Though Northwest Indiana's office market is tight, it was able to absorb the Twin Towers tenants partly because White Lodging wound down the building over a period of time, not renewing leases for at least a year before announcing the closure, Lasser said.
It also lost one of the largest tenants in 2016 when Brown Mackie College closed along with so many other for-profit institutions after an Obama-era crackdown. The college for nontraditional students occupied 26,000 square feet, more than a 10th of the rentable space.
Loss of visitors
Closure of the Star Plaza Theatre has meant the loss of many visitors, as it once drew from around the Chicago area and beyond, though it no longer hosted the 185-plus shows a year as it did in its heyday of the 1980s and 1990s, said Speros Batistatos, president and CEO of the South Shore Convention and Visitors Authority.
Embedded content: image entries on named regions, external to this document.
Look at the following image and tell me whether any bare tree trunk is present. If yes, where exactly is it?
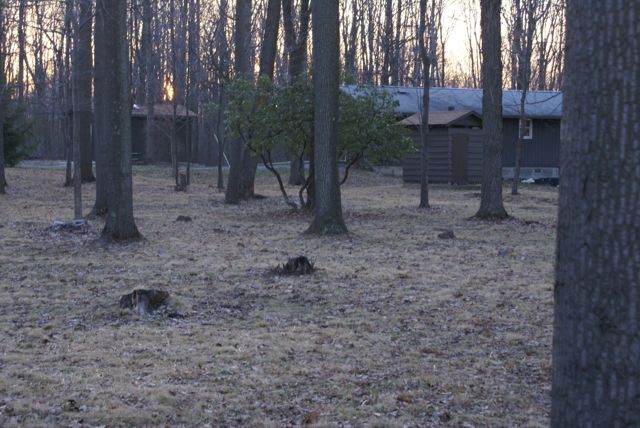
[215,0,231,191]
[95,0,140,241]
[260,0,282,80]
[141,0,156,162]
[418,0,433,208]
[17,0,27,102]
[476,0,508,220]
[242,0,281,198]
[73,0,95,183]
[0,1,7,195]
[307,0,347,235]
[390,1,402,86]
[345,0,360,83]
[380,0,393,86]
[225,0,253,204]
[511,89,527,195]
[282,0,310,186]
[551,0,640,428]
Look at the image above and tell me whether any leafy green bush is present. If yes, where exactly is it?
[226,79,413,206]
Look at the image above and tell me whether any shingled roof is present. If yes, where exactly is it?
[399,110,482,126]
[131,103,197,118]
[342,85,562,119]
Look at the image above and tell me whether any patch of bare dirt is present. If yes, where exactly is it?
[0,167,557,427]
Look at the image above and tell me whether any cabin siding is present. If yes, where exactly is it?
[402,128,482,183]
[402,128,451,183]
[502,119,560,168]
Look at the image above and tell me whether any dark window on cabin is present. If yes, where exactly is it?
[522,119,533,140]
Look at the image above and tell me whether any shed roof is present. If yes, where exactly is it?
[399,110,482,126]
[342,85,562,119]
[131,103,197,118]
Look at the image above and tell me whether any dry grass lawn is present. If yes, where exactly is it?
[0,167,557,427]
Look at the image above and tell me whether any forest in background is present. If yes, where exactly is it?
[3,0,565,163]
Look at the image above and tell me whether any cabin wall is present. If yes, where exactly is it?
[502,119,560,168]
[402,127,451,183]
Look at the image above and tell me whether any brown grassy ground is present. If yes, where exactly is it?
[0,167,557,427]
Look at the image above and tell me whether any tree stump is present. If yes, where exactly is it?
[176,173,187,192]
[276,256,315,275]
[120,289,169,316]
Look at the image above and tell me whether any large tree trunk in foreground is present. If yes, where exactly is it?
[95,0,140,241]
[551,0,640,428]
[224,0,253,204]
[476,0,508,220]
[307,0,347,235]
[73,0,95,183]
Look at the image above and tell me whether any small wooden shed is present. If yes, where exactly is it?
[131,103,197,162]
[399,110,483,184]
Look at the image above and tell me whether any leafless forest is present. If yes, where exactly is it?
[3,0,564,159]
[0,0,640,428]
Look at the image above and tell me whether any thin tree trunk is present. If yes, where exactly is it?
[476,0,508,220]
[282,0,310,186]
[419,0,433,208]
[551,0,640,428]
[0,1,7,195]
[73,0,95,183]
[17,0,27,102]
[307,0,347,235]
[141,0,156,163]
[242,0,281,198]
[225,0,253,204]
[511,89,527,195]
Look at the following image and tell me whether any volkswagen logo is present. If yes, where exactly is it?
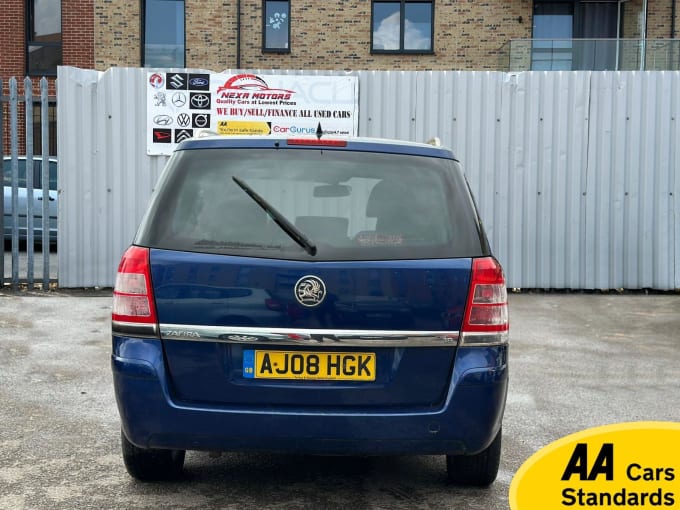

The greatest loss to local tourism was the Radisson at Star Plaza conference center, which brought in thousands of visitors annually, Batistatos said.
"The market has adjusted to the loss of that 350-room hotel running at roughly 62 percent or 63 percent occupancy, or 200 rooms a night," he said. "That's at least 200 visitors a night, if not more, who were buying three meals a day, shopping and spending at other properties."
Visitors instead are staying at other hotels across the Region, including Merrillville, Munster, Hammond or the Tri-Town area, depending on where they have a loyalty program card, Batistatos said. But lucrative business travel has dried up.
"Without a conference center, we're losing all the spending from the meeting attendees who are normally traveling with a company credit card," he said.
"They were going to Gamba Ristorante, Gino's Steakhouse and Asparagus. We've backfilled that with a lot of youth sports, but they're going to Outback or Culver's, or loading their refrigerators. We lost the high-spending corporate business, which is why we're working with the Regional Development Authority to try to bring a convention center."
Batistatos fears restaurants may close in the area if the conference business doesn't return soon, pointing to vacancies like the old Outback Steakhouse building across the street in Merrillville.
"I look around and see five or six empty restaurant pads in the area," he said. "That's what happens when you have less corporate travel."
Venues like Avalon Manor, Halls of St. George and Patrician Banquets have picked up much of the catering business that the Radisson at Star Plaza once had, but the loss of 11,000 room-nights from conferences has affected restaurants and a number of suppliers such as of food, liquor, flowers and linens.
"We're all in on sports, leisure and SMERF — or, Social, Military, Educational, Religious and Fraternal visitors — but we're not even pursuing those conferences and meetings," Batistatos said.
"Planners have so many options where they can book an event with an attached hotel. They're not going to organize something at the Halls of St. George when the hotel is 4, 5 miles away, when they could go to Fort Wayne or South Bend."